Technical information
- Licensing authority: FCC
- Facility ID: 16772
- Class: B
- Power: 5,000 watts
- Transmitter coordinates: 45°44′34.8″N 108°32′38.5″W﻿ / ﻿45.743000°N 108.544028°W
- Translator: 103.3 K277DS (Billings)

Links
- Public license information: Public file; LMS;
- Webcast: Listen live
- Website: kbulnewstalk.com

= KBUL (AM) =

Radio station in Billings, Montana

KBUL (970 kHz) is an American news/talk AM radio station that broadcasts in the Billings Metro Area of the U.S. state of Montana. The station carries a news/talk format. The station covers about 76 miles in all directions during the day, and has a large coverage area north and south of Billings at night.

Former logo

==History==
KBUL signed on the air in March 20, 1951, as KOOK, affiliated with CBS Radio. Its transmitter was located about two miles southwest of the Billings City limits. The station's construction permit dates to February 1947. The studios were located at 28th street and 1st Avenue in Billings. KOOK was owned by Mattco Inc, and later The Montana Network. The station signed on with 5,000 watts using a directional pattern, which it continues to this day.
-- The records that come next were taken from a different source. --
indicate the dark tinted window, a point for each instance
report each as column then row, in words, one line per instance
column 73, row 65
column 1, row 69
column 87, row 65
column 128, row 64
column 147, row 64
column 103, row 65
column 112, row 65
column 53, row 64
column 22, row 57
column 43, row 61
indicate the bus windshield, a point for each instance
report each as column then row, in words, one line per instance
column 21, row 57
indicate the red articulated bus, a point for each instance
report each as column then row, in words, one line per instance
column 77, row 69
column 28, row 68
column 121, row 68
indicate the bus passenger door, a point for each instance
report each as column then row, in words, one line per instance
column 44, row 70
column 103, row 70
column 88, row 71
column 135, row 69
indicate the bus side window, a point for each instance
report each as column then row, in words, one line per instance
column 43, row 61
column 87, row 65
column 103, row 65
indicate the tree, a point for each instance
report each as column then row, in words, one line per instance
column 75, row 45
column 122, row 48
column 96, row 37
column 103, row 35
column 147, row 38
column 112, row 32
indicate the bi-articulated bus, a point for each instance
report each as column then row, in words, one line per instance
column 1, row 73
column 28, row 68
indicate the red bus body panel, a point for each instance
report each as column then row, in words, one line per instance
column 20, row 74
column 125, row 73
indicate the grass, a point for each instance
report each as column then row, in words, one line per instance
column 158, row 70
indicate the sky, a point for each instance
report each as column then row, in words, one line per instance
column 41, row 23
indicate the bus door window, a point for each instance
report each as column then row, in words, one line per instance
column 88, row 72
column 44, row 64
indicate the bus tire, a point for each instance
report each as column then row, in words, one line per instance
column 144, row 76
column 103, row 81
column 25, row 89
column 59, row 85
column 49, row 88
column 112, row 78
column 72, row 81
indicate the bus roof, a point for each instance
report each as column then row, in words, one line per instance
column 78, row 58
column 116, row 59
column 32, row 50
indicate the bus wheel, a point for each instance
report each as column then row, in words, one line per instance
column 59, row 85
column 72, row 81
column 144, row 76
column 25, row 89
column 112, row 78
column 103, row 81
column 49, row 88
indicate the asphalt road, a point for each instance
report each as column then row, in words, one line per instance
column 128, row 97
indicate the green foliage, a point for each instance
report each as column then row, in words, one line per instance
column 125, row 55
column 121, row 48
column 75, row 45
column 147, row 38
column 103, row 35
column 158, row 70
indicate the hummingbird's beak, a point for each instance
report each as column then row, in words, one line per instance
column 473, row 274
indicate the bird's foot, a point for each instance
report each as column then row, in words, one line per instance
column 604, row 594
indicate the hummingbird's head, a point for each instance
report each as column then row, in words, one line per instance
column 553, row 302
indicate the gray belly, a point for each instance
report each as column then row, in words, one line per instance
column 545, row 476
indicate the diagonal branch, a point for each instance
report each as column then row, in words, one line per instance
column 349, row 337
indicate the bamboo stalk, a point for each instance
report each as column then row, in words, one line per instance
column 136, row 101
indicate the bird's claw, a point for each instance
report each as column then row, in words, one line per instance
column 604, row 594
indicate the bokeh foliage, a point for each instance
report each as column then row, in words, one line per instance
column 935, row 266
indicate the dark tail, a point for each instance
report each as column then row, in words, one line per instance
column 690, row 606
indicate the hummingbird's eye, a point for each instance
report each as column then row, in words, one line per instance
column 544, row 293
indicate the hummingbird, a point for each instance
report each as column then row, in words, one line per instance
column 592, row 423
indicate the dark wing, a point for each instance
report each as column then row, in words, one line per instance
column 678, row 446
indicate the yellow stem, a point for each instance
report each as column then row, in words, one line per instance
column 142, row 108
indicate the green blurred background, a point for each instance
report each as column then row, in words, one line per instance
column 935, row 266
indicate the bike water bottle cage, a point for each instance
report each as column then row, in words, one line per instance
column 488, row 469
From 1985 to 1988, the station was known as KBIT. It used the call sign KCTR from 1988 through 1994. From 1994 through 1998, the station was known as KDWG.
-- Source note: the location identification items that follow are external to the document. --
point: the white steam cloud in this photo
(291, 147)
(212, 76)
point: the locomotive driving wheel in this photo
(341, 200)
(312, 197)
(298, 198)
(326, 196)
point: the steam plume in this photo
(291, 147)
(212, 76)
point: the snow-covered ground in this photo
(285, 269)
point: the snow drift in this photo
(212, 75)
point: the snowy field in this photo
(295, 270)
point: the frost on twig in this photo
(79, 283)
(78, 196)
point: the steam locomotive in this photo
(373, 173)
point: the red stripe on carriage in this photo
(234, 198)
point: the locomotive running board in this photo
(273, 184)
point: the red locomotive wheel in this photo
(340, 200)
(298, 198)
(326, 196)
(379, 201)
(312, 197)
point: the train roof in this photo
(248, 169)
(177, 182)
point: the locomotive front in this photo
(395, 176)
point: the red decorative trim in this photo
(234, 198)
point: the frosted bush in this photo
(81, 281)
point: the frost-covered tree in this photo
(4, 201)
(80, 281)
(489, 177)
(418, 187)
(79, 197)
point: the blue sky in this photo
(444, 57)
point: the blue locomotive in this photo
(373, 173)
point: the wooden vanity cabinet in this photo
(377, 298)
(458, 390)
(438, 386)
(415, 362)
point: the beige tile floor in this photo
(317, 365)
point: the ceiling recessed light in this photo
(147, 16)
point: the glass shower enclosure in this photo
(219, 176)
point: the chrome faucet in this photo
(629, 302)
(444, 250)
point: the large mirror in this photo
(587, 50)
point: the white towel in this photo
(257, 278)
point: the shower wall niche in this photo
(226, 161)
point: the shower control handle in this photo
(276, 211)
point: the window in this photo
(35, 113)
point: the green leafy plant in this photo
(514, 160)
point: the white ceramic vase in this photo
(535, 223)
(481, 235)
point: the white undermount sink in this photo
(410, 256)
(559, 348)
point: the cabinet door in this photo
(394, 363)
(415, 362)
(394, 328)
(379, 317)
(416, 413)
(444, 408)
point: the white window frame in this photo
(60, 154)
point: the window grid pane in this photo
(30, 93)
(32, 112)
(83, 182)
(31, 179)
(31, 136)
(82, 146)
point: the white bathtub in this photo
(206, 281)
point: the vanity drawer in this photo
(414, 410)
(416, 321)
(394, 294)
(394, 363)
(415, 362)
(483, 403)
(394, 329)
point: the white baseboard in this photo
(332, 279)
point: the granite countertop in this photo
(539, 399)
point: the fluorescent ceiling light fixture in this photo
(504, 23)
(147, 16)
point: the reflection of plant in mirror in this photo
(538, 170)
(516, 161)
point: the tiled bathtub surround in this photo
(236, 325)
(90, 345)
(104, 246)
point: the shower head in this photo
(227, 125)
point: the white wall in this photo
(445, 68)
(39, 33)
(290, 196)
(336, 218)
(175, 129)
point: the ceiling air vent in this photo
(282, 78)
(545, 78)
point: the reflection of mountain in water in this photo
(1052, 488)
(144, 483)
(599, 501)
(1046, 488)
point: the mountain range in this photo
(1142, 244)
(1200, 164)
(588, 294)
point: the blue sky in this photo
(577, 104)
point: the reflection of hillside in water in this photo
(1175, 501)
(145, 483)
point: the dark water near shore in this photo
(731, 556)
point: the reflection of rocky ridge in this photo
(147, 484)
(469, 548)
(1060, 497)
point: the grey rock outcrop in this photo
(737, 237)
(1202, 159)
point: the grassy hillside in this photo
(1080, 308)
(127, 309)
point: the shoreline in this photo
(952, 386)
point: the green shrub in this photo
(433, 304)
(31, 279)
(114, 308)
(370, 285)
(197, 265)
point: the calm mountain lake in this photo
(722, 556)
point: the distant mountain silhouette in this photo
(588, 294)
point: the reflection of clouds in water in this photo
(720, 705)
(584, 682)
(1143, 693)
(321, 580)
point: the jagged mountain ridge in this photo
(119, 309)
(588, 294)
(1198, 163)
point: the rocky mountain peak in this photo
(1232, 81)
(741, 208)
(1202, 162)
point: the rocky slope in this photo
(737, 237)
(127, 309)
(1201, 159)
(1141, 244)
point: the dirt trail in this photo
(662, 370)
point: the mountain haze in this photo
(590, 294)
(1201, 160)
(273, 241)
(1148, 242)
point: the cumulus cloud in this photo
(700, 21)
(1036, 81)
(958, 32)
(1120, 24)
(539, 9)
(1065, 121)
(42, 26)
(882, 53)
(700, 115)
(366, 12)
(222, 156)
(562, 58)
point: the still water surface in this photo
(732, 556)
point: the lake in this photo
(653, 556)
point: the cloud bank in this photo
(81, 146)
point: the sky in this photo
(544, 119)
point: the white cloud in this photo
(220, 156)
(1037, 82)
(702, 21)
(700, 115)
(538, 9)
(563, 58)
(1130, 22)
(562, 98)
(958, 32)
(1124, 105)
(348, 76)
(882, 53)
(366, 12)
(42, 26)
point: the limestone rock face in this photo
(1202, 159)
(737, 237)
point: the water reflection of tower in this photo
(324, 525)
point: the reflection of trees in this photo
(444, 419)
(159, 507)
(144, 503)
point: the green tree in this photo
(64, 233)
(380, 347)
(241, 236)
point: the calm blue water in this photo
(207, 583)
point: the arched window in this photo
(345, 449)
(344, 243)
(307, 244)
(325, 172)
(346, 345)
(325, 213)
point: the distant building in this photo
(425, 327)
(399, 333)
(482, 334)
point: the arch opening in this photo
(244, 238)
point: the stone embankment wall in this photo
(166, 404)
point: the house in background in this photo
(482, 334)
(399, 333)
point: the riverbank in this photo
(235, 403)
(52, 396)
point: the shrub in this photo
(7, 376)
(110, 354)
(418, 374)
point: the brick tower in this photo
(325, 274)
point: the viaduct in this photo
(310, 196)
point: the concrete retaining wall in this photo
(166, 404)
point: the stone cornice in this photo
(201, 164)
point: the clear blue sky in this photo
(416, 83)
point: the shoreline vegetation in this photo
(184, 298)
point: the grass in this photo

For much of its life, the station carried Top 40, and later, a country music format. KBUL simulcast on sister station KCTR-FM until September 2001. On September 10, 2001, the station changed calls to KBUL, standing for "Bulletin" radio, with an all news format. KBUL simulcast sister station KCHH until August 2022.

In the mid-2000s, the station carried MSU Billings Yellow Jacket Baseball games.
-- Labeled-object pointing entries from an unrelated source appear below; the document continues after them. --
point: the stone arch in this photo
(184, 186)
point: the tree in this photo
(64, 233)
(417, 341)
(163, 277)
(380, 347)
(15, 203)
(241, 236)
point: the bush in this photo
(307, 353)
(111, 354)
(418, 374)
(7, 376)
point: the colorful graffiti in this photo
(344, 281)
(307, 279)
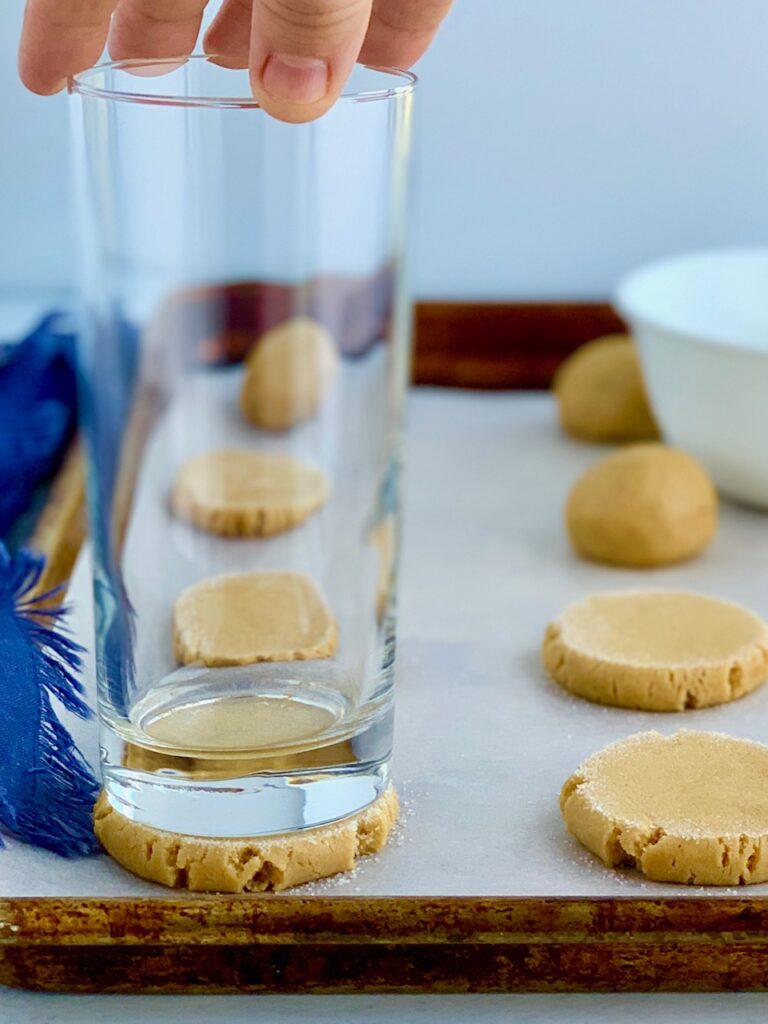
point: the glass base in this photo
(301, 769)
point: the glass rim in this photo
(80, 84)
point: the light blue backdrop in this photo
(561, 142)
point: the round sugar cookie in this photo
(690, 808)
(643, 506)
(236, 493)
(288, 374)
(241, 619)
(260, 863)
(601, 394)
(656, 650)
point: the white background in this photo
(561, 142)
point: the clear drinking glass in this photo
(244, 293)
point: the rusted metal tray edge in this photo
(340, 944)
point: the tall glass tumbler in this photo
(244, 356)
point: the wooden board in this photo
(297, 943)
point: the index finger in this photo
(60, 38)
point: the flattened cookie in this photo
(237, 865)
(646, 505)
(689, 808)
(237, 493)
(657, 650)
(601, 394)
(289, 373)
(252, 616)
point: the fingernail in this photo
(297, 80)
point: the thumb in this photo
(302, 52)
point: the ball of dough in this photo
(244, 617)
(288, 374)
(237, 493)
(656, 650)
(690, 808)
(643, 506)
(601, 394)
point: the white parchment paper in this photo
(484, 739)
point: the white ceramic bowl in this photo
(700, 323)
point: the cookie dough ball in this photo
(643, 506)
(240, 619)
(258, 863)
(656, 650)
(601, 394)
(237, 493)
(288, 374)
(690, 808)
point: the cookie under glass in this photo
(207, 226)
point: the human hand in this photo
(300, 52)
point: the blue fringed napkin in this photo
(37, 412)
(46, 787)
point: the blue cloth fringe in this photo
(37, 412)
(47, 790)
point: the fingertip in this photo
(38, 81)
(295, 89)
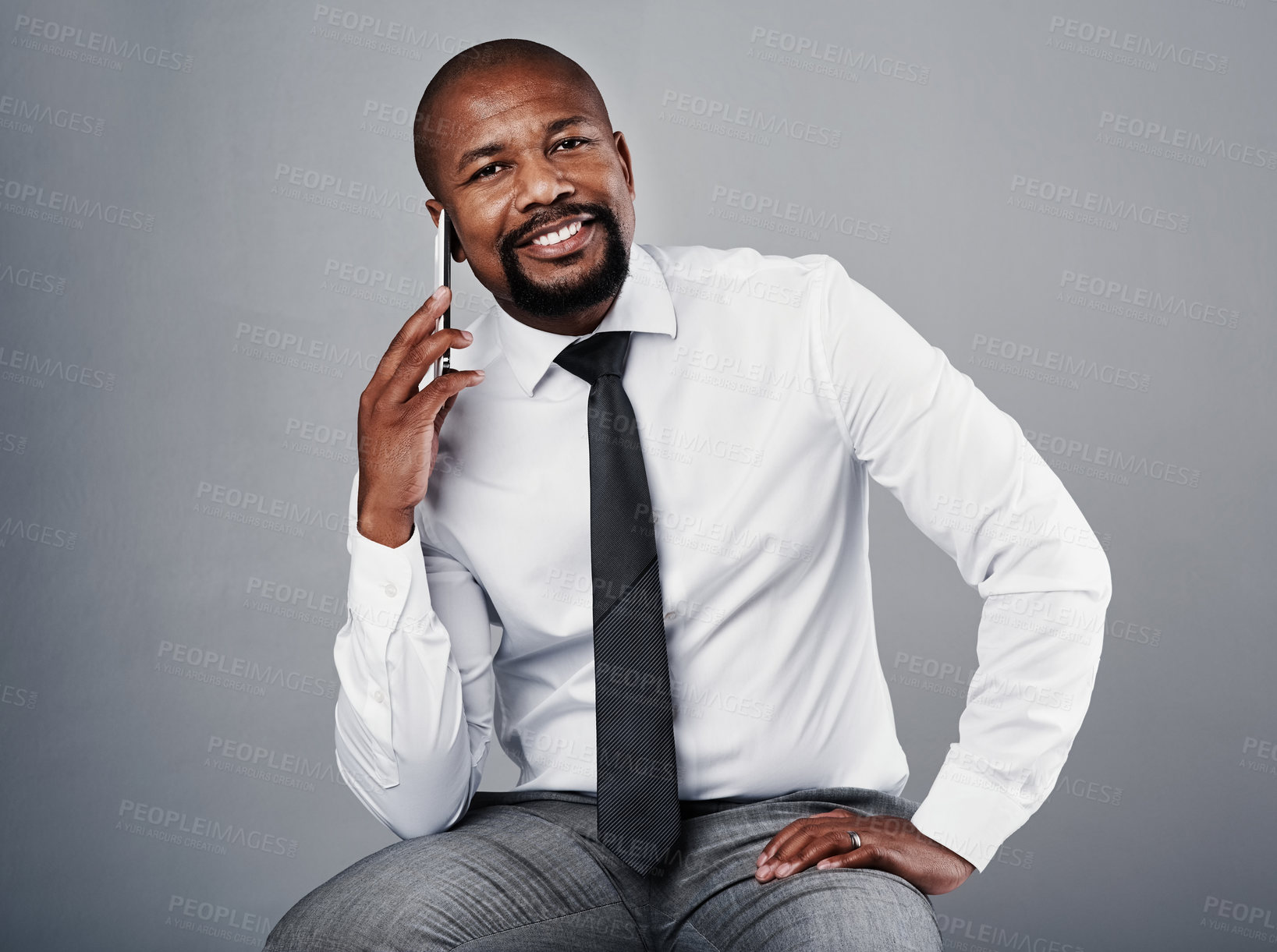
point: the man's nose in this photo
(541, 182)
On August 15, 2022, KBUL rebranded as "News Talk 103.3FM 970AM" and split from simulcasting with KCHH.

==Ownership==
In October 2007, a deal was reached for KBUL to be acquired by GAP Broadcasting II LLC (Samuel Weller, president) from Clear Channel Communications as part of a 57 station deal with a total reported sale price of $74.78 million. What eventually became GapWest Broadcasting was folded into Townsquare Media on August 13, 2010.